Thank you for your time!

[tnorling]

Just for clarification on your suggestion. You are suggesting we rebuild the MSAL Guard and add the catchError on the handleRedirectObservable?

Correct. The current behavior of the MSAL Guard naiivly assumes that when a redirect returns an error it means that the user should not have access to the guarded route. This is not an accurate assumption when trying to sign a 2nd user in or when working with B2C where you might be invoking interaction to go to the profile edit or password reset policy rather than to sign a user in. You should modify the existing MSAL Guard catchError handler to check whether or not a user was already signed in when this error was thrown. If there is a user signed in you can activate the Guard - if not you can use the existing behavior to render the login failed route.

Also what page should get the handle handleRedirectObservable? The page that initiated the password reset or the page that we are redirecting to.

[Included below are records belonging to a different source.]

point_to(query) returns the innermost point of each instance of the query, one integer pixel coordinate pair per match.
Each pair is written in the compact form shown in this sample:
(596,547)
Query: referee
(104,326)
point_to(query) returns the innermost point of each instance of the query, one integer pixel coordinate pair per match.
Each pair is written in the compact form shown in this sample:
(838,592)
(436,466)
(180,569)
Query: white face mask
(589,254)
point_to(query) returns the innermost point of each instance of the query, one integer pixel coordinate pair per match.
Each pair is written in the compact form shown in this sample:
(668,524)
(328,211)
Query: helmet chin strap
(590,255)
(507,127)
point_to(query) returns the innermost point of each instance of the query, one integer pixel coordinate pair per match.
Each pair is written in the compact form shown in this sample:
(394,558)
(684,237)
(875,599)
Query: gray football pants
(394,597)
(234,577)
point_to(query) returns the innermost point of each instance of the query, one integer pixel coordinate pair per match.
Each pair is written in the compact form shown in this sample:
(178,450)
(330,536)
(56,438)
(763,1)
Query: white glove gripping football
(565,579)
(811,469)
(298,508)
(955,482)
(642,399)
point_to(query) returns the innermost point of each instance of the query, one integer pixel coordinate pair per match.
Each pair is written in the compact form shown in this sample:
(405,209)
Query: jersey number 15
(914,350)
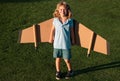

Short answer: both. Long answer: handleRedirectObservable should be run on all pages that will be hit after the redirect to the IDP. By default handleRedirectObservable called on the redirectUri page will redirect you to the calling page and then handleRedirectObservable called on the calling page will handle the response.

[justin-rhoades-stg]

@tnorling Thanks for answering that question thoroughly and quickly. Would this error error while logging in, unable to activate mean something happened up stream from the guard which is logging this line only when it catches the error?

[tnorling]

It indicates that loginPopup or loginRedirect/handleRedirectPromise threw an error which resulted in the user not being logged in

[AntonEvseev]

Any update on the issue? In this sample the same bug.

[doug-williamson]

Is this bug still outstanding?

[anfasci]

Any solution for [Error - Guard - error while logging in, unable to activate ???

[galfimihaly]

This problem still occurs in v3. And this workaround (https://github.com/AzureAD/microsoft-authentication-library-for-js/issues/4378#issuecomment-1163969575) is no longer working (from @azure/msal-angular v2.5.7), since there is no property called redirectResponse in the PublicClientApplication class. The codes from ClientApplication class have been moved to StandardController class, but you can't override handleRedirectPromise function of the controller, since the StandardController class is not exported from @azure/msal-browser module.

[lamelyan]

The "unable to active" is not the actual error. If you want to see the actual error, enable PII logging.

When you create the PublicClientApplication there should be a setting for loggerOptions > piiLoggingEnabled. Enable it.

Once PII logging is on, the guard will log the actual error.

Note: PII stands for personally identifiable information and should be turned off for production.

[manuel103]

After enabling piiLoggingEnabled as suggested by @lamelyan , the actual error was:

Error - Guard - error: pkce_not_created: The PKCE code challenge and verifier could not be generated.

The solution was to enable SSL on the server and making sure the site is served over HTTPS.